Originally Posted by
SDH
Here is the code that I am trying to work on.
I have changed nu to number just so it is easier to read.
The input is -
5
1 1 1 7 2
The output is -
Enter the number of elements in array
Enter 5 numbers
1 is present at location 1.
1 is present at location 2.
1 is present at location 3.
2 is present at location 5.
7 is present at location 4.
10 is present 5 times in array.
But I would like the output to read, "1 is present 3 times in array"
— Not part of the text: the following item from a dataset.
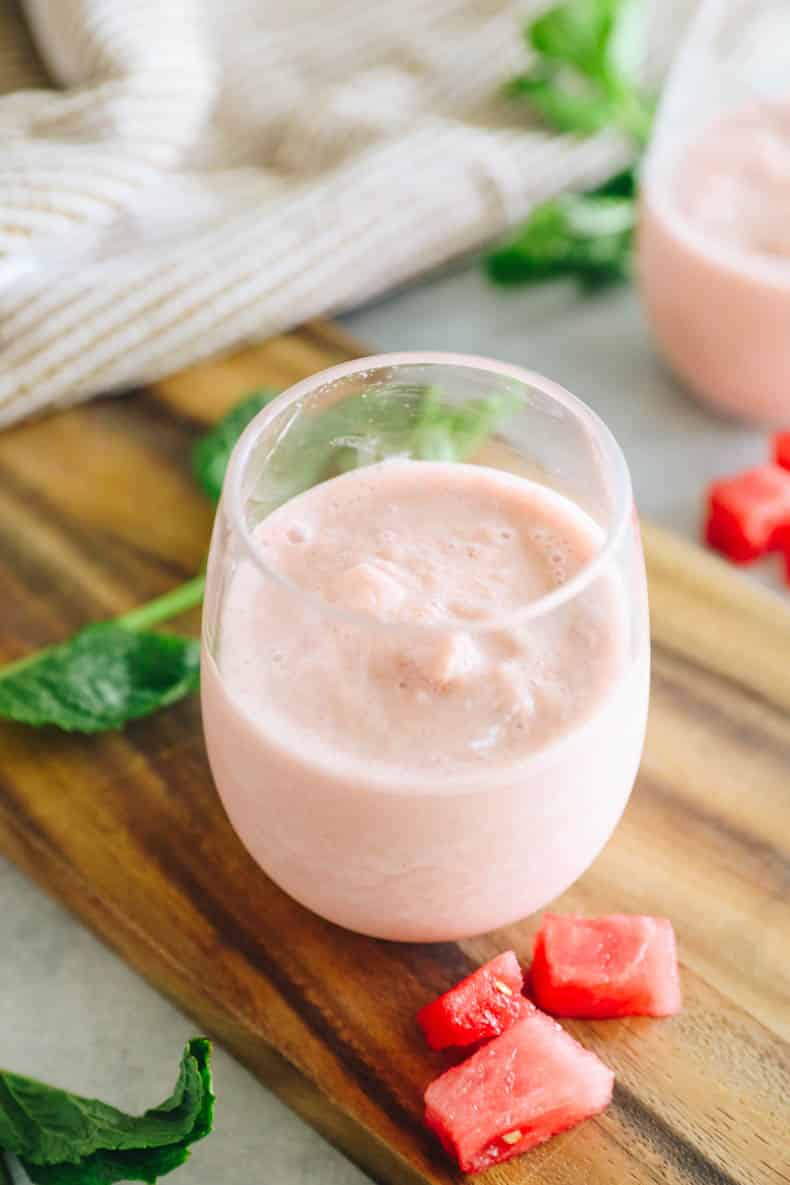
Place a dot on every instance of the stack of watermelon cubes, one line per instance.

"2 is present 1 times in array"
7 is present 1 times in array"
C99Tutorial already stated how to do this. You glossed over that post, without really understanding it!
Code:
#include<stdio.h>
int main(void)
{
//added i to the list of int variables, and initialize count1 to all zero's
int array[100], i, search, c, n, count = 0, number, count1[100]={0};
printf("Enter the number of elements in array\n");
scanf("%d",&n);
printf("Enter %d numbers\n", n);
for ( c = 0 ; c < n ; c++ )
scanf("%d",&array[c]);
//new: tricky counting
for(i=0;i<n;i++) { //for every number
count1[array[i]]++; //if array[i] is N, then count1[N]++
}
//new: reporting
for(i=0;i<100;i++) { //scan the whole range of numbers
if(count1[i]) //there was at least one with this value
printf("%d is present %d times in array.\n",i,count[i]);
else
printf("%d was not in the array\n",i);
}
return 0;
}
Don't feel badly though - it's tricky!